Qurator Creators Hope App Will Be Rotten Tomatoes Without the Trolls

If you are involved with film, or fandom, then one of the most divisive and frequently-discussed [...]

If you are involved with film, or fandom, then one of the most divisive and frequently-discussed topics in your day to day existence might be Rotten Tomatoes. The review aggregator has a notoriously flawed system, which can sometimes seem random and often leaves itself wide open to attacks by trolls and bots. Those kinds of things have led to numerous recent controversies, as films that divided the audience or those with perceived political and cultural messages were review-bombed upon -- or even before -- release. Whether it's Star Wars or Captain Marvel, the last year or so there seemed to be a whole lot of discussion about how to "fix" Rotten Tomatoes.

Enter Qurator. Co-founded by Hamilton performer Brandon Victor Dixon and filmmaker Thomas Eromose Ikimi, the new app bills itself as a review aggregator that will be more accurate and less prone to manipulation, because it tests a user's knowledge of the film before allowing a review to post, and gives more credence to reviews where the reviewer scored very high on the test.

"Bfore I even got into the movie business, I was a, for a better word, if you want to say fanboy or whatever term you want to use. I even had my own fan channel for reviewing movies in the mid-2000s on YouTube," Ikimi told ComicBook.com. "So, I was always in that space before I even got into making film. So I think once it started, and I think it was around 2015 when [Star Wars:] The Force Awakens came out, and we had that massive fight within the fan base, where there were people who hated it, then people who liked it and then there were the critics side who loved it and they got 90 whatever percent. I started seeing that it was very difficult to trust sort of the reviews that you are seeing in general. [The controversy] had magnified the problem exponentially. You see rating of seven, or nine, or ten, or two out of ten, or you don't know that maybe 70 percent of what's in those ratings are nonsense."
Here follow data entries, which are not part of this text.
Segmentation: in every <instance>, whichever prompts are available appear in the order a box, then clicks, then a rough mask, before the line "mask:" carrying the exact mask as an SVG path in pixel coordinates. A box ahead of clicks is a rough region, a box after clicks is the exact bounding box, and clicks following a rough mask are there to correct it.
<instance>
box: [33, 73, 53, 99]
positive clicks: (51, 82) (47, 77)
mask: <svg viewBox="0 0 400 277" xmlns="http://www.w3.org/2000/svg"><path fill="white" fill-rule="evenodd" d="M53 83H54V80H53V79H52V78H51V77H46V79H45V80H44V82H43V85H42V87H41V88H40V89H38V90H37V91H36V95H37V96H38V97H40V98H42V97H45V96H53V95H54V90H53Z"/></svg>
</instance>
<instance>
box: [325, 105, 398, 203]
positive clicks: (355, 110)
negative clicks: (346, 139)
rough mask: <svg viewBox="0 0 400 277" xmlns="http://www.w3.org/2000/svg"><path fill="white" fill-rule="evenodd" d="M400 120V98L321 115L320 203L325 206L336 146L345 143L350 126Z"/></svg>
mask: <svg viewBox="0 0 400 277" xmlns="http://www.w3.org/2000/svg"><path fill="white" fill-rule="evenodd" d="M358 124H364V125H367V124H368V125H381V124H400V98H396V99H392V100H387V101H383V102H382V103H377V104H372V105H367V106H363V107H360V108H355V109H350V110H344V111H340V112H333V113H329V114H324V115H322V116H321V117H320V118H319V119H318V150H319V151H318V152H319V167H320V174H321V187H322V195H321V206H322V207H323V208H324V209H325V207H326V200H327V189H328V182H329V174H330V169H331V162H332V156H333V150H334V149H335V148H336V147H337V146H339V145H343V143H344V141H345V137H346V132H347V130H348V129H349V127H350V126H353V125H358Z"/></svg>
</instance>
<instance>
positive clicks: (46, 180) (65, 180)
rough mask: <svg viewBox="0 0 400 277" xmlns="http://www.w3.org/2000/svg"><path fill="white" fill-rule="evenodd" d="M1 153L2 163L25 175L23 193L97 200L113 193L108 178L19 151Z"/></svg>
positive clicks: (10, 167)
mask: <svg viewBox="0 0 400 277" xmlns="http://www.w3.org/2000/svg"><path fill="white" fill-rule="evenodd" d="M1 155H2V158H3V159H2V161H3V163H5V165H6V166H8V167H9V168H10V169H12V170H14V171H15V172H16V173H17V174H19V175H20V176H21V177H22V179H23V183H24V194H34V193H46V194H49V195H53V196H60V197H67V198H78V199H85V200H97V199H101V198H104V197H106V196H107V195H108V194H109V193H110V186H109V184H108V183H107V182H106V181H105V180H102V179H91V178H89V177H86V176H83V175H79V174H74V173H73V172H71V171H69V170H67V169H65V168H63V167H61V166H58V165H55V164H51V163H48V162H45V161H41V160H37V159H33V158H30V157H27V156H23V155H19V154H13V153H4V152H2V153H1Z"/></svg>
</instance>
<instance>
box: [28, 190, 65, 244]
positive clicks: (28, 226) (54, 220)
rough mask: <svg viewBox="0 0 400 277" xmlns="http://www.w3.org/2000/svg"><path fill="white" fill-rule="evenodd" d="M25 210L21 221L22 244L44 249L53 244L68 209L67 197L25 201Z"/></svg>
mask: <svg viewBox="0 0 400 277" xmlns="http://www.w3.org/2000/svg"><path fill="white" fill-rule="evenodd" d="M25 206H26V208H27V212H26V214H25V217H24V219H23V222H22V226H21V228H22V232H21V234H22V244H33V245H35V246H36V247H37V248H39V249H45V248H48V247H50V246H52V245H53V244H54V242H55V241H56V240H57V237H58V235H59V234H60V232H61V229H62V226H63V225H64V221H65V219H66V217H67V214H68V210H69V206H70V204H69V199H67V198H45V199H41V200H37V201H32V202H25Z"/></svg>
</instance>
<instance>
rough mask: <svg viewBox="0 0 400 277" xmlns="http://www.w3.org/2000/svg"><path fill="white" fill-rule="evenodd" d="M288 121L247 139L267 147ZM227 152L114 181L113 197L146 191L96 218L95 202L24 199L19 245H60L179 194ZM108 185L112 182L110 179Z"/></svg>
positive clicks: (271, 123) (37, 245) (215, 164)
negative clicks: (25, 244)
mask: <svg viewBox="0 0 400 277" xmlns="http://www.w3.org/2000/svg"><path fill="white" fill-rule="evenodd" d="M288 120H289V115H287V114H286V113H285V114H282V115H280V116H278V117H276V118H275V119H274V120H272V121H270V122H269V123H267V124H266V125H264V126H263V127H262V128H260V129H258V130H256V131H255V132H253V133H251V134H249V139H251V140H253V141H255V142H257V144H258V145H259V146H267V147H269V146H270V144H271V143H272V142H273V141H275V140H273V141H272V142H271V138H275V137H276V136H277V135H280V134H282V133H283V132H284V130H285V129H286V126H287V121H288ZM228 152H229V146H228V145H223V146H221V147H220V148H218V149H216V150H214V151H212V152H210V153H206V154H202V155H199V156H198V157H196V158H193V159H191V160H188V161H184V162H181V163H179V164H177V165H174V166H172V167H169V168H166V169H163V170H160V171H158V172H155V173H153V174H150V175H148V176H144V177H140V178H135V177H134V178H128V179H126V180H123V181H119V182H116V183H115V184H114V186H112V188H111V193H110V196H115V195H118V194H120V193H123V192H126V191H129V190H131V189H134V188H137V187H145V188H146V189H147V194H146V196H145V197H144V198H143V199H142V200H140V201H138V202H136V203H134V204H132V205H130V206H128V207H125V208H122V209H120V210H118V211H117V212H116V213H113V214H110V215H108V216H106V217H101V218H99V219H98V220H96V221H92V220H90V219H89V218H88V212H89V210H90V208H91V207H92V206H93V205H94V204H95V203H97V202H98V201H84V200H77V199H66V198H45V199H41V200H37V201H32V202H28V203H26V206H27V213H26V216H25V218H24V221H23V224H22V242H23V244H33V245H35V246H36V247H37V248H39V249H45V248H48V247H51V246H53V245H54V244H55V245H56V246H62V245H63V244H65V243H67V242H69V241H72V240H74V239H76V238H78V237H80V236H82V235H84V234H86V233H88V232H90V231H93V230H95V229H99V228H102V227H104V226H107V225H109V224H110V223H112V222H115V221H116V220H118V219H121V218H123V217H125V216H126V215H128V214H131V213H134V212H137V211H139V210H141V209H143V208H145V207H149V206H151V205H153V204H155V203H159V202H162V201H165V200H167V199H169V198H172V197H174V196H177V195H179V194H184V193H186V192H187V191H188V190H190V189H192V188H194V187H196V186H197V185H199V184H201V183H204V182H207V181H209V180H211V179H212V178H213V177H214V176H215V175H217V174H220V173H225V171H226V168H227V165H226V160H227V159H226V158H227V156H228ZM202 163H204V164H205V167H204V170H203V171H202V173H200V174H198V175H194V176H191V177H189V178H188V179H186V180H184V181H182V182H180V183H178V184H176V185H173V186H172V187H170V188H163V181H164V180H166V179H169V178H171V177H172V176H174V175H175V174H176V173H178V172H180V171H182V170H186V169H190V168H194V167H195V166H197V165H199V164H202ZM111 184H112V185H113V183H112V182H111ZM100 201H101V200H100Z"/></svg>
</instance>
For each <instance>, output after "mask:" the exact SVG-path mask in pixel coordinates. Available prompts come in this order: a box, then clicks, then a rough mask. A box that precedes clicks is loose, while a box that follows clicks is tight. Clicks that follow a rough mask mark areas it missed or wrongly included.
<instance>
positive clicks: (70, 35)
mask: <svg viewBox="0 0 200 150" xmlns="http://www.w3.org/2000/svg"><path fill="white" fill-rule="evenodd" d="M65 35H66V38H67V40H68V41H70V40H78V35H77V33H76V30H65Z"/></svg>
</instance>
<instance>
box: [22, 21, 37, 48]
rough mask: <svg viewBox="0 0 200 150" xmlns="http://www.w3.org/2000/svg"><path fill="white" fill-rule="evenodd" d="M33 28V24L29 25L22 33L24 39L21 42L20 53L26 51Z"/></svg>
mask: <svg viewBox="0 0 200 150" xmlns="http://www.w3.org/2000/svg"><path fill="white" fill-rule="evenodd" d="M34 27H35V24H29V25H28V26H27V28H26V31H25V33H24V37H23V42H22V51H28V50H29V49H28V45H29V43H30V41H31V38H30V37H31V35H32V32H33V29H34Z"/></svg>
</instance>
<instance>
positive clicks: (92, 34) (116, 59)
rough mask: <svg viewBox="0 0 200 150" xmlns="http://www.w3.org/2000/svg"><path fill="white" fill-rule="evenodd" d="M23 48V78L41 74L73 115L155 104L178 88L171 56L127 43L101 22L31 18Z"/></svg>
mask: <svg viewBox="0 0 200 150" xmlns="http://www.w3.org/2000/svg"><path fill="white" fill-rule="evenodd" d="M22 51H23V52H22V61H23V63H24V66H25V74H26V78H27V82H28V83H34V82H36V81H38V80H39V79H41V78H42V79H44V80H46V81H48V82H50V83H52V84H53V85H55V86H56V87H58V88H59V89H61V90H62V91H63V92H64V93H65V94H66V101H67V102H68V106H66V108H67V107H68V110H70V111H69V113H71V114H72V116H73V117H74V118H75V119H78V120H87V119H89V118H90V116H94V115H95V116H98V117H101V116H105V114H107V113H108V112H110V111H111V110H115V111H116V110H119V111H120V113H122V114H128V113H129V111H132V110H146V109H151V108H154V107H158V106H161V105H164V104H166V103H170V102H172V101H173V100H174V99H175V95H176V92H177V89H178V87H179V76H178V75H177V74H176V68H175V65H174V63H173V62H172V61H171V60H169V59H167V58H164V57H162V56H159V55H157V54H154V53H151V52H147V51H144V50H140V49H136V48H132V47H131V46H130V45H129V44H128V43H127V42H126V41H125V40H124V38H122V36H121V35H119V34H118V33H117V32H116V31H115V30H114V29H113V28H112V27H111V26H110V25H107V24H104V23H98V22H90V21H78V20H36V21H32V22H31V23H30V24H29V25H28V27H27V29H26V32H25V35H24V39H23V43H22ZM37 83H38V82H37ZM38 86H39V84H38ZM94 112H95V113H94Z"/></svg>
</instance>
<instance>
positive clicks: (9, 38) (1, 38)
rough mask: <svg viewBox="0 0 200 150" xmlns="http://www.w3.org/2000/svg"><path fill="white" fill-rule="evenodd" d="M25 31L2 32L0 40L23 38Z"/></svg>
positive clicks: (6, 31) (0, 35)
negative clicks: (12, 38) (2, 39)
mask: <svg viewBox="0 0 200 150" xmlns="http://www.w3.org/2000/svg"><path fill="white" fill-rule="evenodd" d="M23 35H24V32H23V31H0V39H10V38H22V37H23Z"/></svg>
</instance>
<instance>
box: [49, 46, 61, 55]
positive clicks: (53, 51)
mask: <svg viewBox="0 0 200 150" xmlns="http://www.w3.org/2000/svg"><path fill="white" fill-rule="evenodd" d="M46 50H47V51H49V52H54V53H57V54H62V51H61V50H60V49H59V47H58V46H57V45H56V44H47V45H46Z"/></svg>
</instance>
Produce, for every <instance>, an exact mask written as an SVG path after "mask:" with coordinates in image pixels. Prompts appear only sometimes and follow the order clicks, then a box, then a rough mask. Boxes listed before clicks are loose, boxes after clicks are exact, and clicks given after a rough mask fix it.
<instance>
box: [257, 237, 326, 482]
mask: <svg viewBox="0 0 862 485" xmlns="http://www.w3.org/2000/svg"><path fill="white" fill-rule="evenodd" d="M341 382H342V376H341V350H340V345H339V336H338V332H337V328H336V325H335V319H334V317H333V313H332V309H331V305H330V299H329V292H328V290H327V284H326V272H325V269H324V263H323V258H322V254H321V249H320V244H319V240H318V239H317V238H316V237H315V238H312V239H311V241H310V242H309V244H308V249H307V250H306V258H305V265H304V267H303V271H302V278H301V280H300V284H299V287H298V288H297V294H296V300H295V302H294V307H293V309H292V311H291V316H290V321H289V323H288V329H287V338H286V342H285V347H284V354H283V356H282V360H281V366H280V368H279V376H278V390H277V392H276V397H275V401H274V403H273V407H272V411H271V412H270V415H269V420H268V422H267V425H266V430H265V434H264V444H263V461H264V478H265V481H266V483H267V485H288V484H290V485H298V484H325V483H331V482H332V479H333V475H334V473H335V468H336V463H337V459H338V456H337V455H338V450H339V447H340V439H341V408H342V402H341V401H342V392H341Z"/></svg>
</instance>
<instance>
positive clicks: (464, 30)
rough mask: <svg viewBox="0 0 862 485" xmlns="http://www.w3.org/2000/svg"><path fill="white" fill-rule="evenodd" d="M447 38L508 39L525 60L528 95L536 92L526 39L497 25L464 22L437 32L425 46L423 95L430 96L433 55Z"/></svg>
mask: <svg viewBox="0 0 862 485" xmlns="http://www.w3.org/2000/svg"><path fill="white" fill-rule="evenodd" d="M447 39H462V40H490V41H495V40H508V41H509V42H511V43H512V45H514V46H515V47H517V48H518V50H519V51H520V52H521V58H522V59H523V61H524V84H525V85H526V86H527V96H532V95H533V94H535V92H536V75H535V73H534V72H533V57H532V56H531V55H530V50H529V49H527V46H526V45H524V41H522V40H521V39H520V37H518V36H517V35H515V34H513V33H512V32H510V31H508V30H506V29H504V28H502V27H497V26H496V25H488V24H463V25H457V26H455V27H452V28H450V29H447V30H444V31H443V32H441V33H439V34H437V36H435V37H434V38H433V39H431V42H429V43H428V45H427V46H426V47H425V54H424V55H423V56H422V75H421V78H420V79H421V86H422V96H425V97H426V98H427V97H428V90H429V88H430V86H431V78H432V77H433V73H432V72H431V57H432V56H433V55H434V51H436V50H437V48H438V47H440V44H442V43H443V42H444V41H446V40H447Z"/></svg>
How to fight that "nonsense?" Ikimi explained that the best answer he could come up with was to make it too much of a pain for bad-faith actors to engage in the app.

"I just wanted to create a way of validating and raising the threshold for trolling, because I do not believe you can kill trolls, because I've sort of been with trolls," Ikimi said. "I've trolled myself. I sort of know how it works, and if you're dealing with a determined troll, you can't stop them. So the best thing you can do is to create a threshold high enough that 90 percent of the people won't be bothered to go through the process, and you're left with a very small level, like 10 percent of people, who still get through your barriers and troll the movie. So I talked to Brandon and I said, 'I have this idea that why don't we make this platform where people have to go through path... play a game in order to review a movie,' and he was like, 'Oh wow, that's really simple but a really good idea. Let's do it.'"

The quizzes are somewhat progressive, too; if a user cannot pass the test with 51% or better on their first try, the threshold for a passing grade raises to 75%. After two failed attempts, a user cannot retake the test on the same movie until they have successfully been verified on five other movies. The movie's review average is weighted with higher-scoring users getting more weight relative to lower-scoring reviewers.

The site also serves as a kind of small-scale social network, in which fans can create a "movie club" of followers and people they want in their timeline, so that they can have easy access to reviewers whose writing on the site they have found valuable.

The extra barriers, Ikimi says, have not artificially inflated the scores on most movies, since both big fans and hardcore detractors of movies will go the extra mile to make sure their review is counted.

"We've had both kinds of people come... People who are compelled to come because they hate it that much and people who are compelled because they love the movie," Ikimi said. "I think what's getting people to do it more is the novelty of playing a game to review. That's engaging people a lot, because they'd never been able to do that before. They'd never have to do that before....It's creating a compulsion of people who, even if they hated the film, they actually enjoy playing even if it's for a movie that they don't like because the act of playing is what they're enjoying, if that makes sense."